New Delhi: A video showing Prime Minister Narendra Modi giving a speech and purportedly saying that educated countries use ballot papers, while uneducated people in India cast votes through EVMs, is being shared on social media with the claim that Modi preferred ballot papers over EVM before he came to power in 2014.
BOOM found this claim to be false. The viral clip has been cropped from a speech given by Modi at Uttar Pradesh’s Moradabad in December 2016—after he came to power as prime minister. Furthermore, a longer version of the clip shows Modi praising India’s use of EVMs and criticises the countries that still use ballot papers.
“Our country is poor, our people are illiterate that they don’t know anything. Brothers and sisters, when an election takes place in educated countries, ballot papers are still used for elections even today. There, the voters read the names on ballot papers and then put a stamp on them, even in America,” he can be heard saying in the viral post.
The video was shared with the caption, “Elections should be conducted using ballot papers rather than EVMs.
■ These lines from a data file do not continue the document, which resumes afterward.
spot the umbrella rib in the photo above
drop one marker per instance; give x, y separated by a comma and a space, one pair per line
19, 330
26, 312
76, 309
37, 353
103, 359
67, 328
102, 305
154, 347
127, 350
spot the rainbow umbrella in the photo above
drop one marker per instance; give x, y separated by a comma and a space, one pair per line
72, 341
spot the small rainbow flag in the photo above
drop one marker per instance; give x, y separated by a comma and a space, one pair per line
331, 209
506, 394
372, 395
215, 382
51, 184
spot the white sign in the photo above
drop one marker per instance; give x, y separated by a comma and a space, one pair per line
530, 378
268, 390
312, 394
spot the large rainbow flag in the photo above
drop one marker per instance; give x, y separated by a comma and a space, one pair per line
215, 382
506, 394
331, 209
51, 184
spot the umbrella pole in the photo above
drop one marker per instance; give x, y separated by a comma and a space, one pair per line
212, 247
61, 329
Even the people of America use ballot paper not EVMs. —Narendra Modi before 2014”.
Click here to view the post, and here to view an archive.
2016 speech cropped
BOOM did a few keyword searches to find instances of Modi speaking about ballot papers and EVMs, and found that the clip going viral was taken from a speech he gave in Moradabad on 3 December, 2016.
We found the entire speech on Modi’s official YouTube channel, and the cropped portion of the speech is at the 55.10 mark.
Listening to the longer version of the speech, we found that Modi was criticising those who call Indians illiterate and praising India’s use of technology while citing the example of EVMs used for casting votes as opposed to ballot papers being used in other countries, where he gives the example of the US.
Furthermore, the speech was made in 2016, after Modi came to power as prime minister, which disproves the claim that the speech was made before 2014.